Editing might be added to any of the five workflows described above. 

To date, the main use cases for speech-to-text interpreting are live broadcasts as well as meetings and events. 

Interestingly, interpreting associations are still unwilling to accept respeaking and speech-to-text interpreting as a profession, even though both services exist and there are professionals making a living from them. 

Live subtitling

Live subtitling is a service that has picked up immensely since the pandemic-induced spike in video conferencing, and the technology in this space has been making tremendous strides. It is therefore no surprise that several talks at this year’s conference homed in on the latest from within this particular niche.

In essence, the service of live subtitling involves taking spoken content and converting it to written content in multiple languages with minimal delay.
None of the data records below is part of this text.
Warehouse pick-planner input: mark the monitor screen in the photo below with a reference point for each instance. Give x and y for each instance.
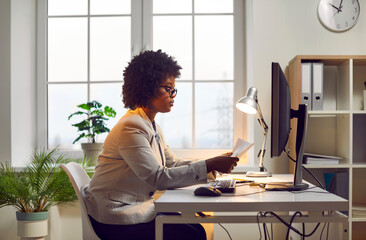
(280, 128)
(281, 111)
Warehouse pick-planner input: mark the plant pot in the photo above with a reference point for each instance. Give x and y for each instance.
(91, 151)
(32, 225)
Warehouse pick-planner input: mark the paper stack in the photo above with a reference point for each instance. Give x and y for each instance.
(359, 211)
(310, 158)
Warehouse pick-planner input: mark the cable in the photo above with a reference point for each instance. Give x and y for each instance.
(321, 233)
(240, 195)
(226, 231)
(316, 179)
(290, 224)
(294, 229)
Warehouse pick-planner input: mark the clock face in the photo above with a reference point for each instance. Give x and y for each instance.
(338, 15)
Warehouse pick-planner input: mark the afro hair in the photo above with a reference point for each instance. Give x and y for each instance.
(144, 75)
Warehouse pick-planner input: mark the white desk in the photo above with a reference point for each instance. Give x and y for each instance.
(183, 200)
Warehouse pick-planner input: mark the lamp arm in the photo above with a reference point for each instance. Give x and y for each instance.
(261, 153)
(265, 131)
(261, 120)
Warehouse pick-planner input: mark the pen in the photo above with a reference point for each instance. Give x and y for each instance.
(238, 180)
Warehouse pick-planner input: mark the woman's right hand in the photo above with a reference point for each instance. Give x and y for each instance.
(224, 164)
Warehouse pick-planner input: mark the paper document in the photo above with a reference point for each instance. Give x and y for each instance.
(241, 147)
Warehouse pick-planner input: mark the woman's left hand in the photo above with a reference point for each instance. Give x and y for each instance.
(227, 154)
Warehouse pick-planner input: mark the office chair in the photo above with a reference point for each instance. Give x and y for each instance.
(78, 178)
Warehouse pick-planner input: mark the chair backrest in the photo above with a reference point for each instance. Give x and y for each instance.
(78, 178)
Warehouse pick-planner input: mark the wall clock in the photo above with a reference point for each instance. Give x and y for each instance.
(338, 15)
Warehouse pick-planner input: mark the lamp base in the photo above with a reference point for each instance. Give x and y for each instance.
(258, 174)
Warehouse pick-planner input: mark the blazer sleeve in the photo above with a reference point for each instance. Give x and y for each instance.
(135, 149)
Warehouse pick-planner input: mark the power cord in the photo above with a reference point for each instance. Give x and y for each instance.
(288, 225)
(201, 214)
(225, 230)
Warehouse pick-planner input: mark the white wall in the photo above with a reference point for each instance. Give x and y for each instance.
(5, 133)
(23, 80)
(17, 80)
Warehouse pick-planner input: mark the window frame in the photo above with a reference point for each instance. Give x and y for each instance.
(141, 39)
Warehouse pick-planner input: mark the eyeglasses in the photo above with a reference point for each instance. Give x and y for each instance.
(172, 91)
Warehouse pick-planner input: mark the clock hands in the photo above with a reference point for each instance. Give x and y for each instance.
(340, 6)
(338, 9)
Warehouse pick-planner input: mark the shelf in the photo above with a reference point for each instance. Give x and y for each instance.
(359, 112)
(358, 219)
(326, 166)
(358, 165)
(328, 113)
(338, 130)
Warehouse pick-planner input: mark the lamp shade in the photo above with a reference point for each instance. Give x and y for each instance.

Live subtitles can be created in a few different ways: they can be generated by a machine without human input, the machine output can be edited live by a person, or the live subtitles can involve linguists from the get-go.

Since the Zoom boom, live subtitles have become popular for online meetings but are also being used in live broadcasts, at onsite events, and to make radio content accessible online.
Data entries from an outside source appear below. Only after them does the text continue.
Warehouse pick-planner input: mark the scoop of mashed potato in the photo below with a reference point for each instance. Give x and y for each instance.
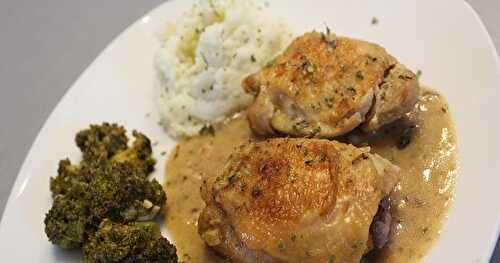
(205, 55)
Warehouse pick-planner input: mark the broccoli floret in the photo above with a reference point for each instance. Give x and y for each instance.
(124, 194)
(111, 182)
(66, 222)
(68, 181)
(139, 154)
(101, 141)
(132, 242)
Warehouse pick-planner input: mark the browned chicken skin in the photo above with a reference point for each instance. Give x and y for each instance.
(325, 86)
(297, 200)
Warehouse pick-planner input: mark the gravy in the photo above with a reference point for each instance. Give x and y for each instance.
(426, 154)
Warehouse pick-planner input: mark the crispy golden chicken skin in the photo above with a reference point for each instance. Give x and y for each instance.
(295, 200)
(325, 86)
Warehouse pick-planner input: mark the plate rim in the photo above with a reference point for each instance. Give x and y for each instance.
(22, 177)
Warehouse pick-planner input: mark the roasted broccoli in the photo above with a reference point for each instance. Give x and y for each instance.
(103, 140)
(66, 223)
(132, 242)
(110, 183)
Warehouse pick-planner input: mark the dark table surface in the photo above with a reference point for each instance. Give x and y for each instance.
(45, 45)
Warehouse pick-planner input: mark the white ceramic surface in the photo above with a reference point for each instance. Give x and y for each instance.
(445, 39)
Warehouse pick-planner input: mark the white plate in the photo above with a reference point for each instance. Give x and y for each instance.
(445, 39)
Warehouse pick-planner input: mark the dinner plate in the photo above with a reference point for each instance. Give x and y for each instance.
(445, 39)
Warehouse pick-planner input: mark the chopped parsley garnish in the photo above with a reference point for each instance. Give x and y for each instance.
(359, 75)
(281, 247)
(351, 88)
(329, 102)
(207, 130)
(234, 176)
(253, 59)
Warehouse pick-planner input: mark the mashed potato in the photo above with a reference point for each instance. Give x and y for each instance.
(205, 55)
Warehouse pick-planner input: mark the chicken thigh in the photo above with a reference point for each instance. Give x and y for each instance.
(325, 86)
(298, 200)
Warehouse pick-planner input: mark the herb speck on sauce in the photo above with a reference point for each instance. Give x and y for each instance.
(359, 75)
(281, 247)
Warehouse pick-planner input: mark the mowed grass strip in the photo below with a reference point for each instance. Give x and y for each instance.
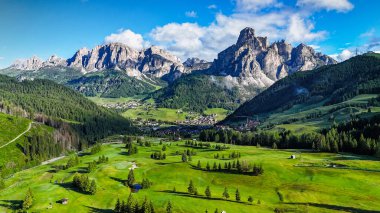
(302, 184)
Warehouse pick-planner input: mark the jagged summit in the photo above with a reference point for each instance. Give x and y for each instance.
(153, 61)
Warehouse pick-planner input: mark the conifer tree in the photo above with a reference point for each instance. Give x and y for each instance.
(169, 207)
(208, 192)
(131, 178)
(237, 195)
(225, 193)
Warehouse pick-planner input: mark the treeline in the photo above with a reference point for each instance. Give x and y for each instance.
(196, 93)
(83, 184)
(110, 84)
(359, 136)
(132, 206)
(238, 167)
(56, 101)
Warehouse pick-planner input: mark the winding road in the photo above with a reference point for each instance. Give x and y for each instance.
(18, 136)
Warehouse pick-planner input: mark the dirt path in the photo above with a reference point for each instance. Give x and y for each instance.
(14, 139)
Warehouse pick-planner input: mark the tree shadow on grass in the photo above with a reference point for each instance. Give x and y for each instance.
(118, 180)
(168, 163)
(98, 210)
(336, 207)
(11, 204)
(184, 194)
(225, 171)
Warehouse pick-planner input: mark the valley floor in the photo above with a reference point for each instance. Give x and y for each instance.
(313, 182)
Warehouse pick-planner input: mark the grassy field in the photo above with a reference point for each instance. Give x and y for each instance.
(328, 114)
(100, 101)
(11, 126)
(304, 184)
(170, 115)
(161, 114)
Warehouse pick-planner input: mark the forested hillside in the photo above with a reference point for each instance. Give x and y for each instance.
(197, 92)
(41, 98)
(110, 84)
(327, 85)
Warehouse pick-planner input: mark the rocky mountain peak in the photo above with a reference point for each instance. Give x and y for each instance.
(33, 63)
(246, 35)
(252, 62)
(190, 62)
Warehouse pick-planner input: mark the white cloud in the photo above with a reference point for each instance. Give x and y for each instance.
(191, 14)
(254, 5)
(315, 47)
(212, 6)
(369, 33)
(337, 5)
(300, 30)
(191, 40)
(342, 56)
(127, 37)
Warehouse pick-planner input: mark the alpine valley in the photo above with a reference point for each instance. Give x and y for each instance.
(264, 127)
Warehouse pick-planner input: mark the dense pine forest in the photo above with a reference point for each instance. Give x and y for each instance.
(110, 84)
(74, 122)
(197, 92)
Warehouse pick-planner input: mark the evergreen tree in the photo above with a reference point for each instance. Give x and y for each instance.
(92, 189)
(237, 195)
(250, 199)
(214, 167)
(169, 207)
(191, 187)
(28, 201)
(131, 178)
(184, 157)
(225, 193)
(118, 207)
(208, 192)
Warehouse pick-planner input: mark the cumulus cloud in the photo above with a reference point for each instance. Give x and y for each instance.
(337, 5)
(300, 30)
(127, 37)
(212, 6)
(191, 14)
(254, 5)
(192, 40)
(342, 56)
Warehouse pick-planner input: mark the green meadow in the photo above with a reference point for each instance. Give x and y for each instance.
(313, 182)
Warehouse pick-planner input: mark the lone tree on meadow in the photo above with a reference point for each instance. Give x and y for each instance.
(184, 157)
(237, 195)
(225, 193)
(28, 201)
(131, 178)
(250, 199)
(169, 207)
(191, 187)
(208, 192)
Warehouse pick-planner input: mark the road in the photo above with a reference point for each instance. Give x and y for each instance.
(14, 139)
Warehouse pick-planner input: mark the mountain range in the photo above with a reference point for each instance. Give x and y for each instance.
(241, 71)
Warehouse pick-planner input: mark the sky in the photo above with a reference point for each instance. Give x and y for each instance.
(186, 28)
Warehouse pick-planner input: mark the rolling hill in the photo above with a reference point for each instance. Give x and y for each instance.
(319, 92)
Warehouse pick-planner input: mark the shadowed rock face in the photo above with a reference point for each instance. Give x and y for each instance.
(152, 62)
(253, 62)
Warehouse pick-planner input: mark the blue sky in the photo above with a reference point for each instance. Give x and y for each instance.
(199, 28)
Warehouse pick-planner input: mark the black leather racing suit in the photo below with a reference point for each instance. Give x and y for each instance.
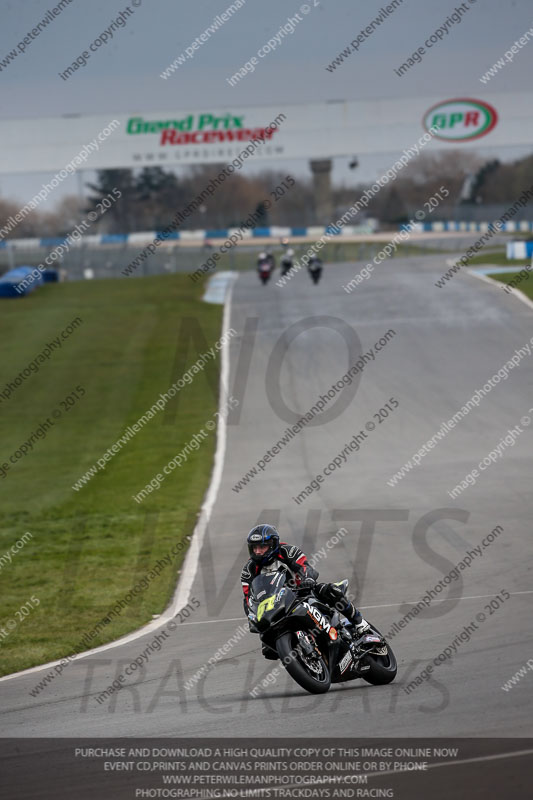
(295, 560)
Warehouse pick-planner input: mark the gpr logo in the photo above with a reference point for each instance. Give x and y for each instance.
(462, 119)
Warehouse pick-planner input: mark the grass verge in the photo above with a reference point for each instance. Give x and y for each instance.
(89, 548)
(520, 280)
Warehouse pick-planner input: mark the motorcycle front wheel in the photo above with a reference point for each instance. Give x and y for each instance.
(312, 674)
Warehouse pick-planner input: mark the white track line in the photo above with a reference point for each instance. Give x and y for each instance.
(364, 608)
(190, 565)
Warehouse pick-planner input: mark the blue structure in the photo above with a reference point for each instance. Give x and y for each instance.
(20, 282)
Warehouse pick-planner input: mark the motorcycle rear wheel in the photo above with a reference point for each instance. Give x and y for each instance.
(287, 647)
(383, 669)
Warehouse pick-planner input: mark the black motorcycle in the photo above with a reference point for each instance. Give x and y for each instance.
(316, 645)
(286, 264)
(315, 269)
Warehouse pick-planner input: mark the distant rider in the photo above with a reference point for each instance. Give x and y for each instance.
(268, 555)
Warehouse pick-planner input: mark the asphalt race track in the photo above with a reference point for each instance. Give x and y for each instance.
(400, 540)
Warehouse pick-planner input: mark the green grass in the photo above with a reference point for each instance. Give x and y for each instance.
(90, 547)
(524, 283)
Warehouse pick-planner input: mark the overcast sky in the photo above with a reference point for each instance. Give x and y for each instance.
(124, 75)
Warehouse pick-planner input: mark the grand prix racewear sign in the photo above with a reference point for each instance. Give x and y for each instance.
(190, 136)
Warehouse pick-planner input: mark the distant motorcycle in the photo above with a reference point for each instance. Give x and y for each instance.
(287, 262)
(316, 645)
(265, 266)
(315, 269)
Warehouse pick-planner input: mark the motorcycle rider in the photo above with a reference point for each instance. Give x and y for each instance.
(265, 258)
(268, 555)
(286, 261)
(315, 264)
What is interesting to note about this trend is that the providers of live subtitling are coming into this space from different sides of the industry:

  1. Media localization providers experienced in the field of subtitling in a more general sense.
  2. Machine translation providers who are bringing their technology into the meeting and events space.
  3. Remote simultaneous interpreting (RSI) providers who are looking to offer a more robust service portfolio to their existing clients and also reach clients with smaller budgets.

AI dubbing 

Dubbing is the other bread and butter service in the media localization industry and, to date, one that is (almost) exclusively performed by voice actors. That this might change going forward became evident in presentations that showcased the latest developments in machine dubbing. 

The quality of synthetic voices has come a long way. Not only do some voices sound so remarkably human that in some cases it can be hard to tell whether or not the voice is synthetic, but also the latest developments involve technology that is able to mimic the original speaker's voice in the translated, synthetic version. 

Although not fit for entertainment purposes (yet), current use cases for AI dubbing range from international broadcasts to voiceover for documentaries and corporate videos.

Price pressure and the talent crunch 

The (alleged) talent crunch within the media localization space is certainly nothing new but it appears to have reached new heights due to ever-increasing volumes, new markets, and language pairs, as well as the economic pressure imposed by inflation. Unsurprisingly, the topic was discussed numerous times and in different formats at this year's conference, including as part of a panel discussion about the working conditions of audio-visual translators (AVTs). 

What has changed? The topic appears to be taken seriously and is being discussed openly from all sides (AVTs, language service providers, and buyers). Below are a few key takeaways from the discussions:

  • What talent crunch?: Depending on the market, there are actually more AVTs than ever before, making some question how there can be a talent crunch.
  • Thriving instead of surviving: Conversations tend to center around the minimum AVTs can work. The problem with this is that AVTs are professionally trained linguists with university degrees who do not just want to survive but thrive in their chosen profession. 
  • Characters instead of minutes: Current rates are set per minute of AV content. In discussions it became clear that this is not necessarily an accurate way of measuring an AVTs effort, as the amount of dialogue can vary heavily from scene to scene. It was argued that rates should be charged by number of characters instead, which is also the standard in traditional translation.
  • Collective bargaining: One example brought forth by a panelist was that of a company who paid almost 50% more for German subtitles than for Norwegian ones, which struck the panelist as extremely odd considering that rates for these two languages are typically relatively on par. Digging deeper, the panelist found that the reason for the difference was that German translators were simply unwilling to accept the low rates, highlighting the power of collective bargaining. In a similar vein, a collective bargaining initiative by European AVTs is being discussed.
  • Demand versus supply: It was argued that with all the debates around increasing volumes of content in the media localization field, rates for AVTs should go up and not be pushed down further.
  • Multi-million dollar profits: It is no secret that companies in the media localization space have seen their revenues climb for years and with rising demand there appears to be no end in sight. The point was raised that it is hard to believe that these multi-million dollar companies cannot afford to pay a decent rate to their linguists.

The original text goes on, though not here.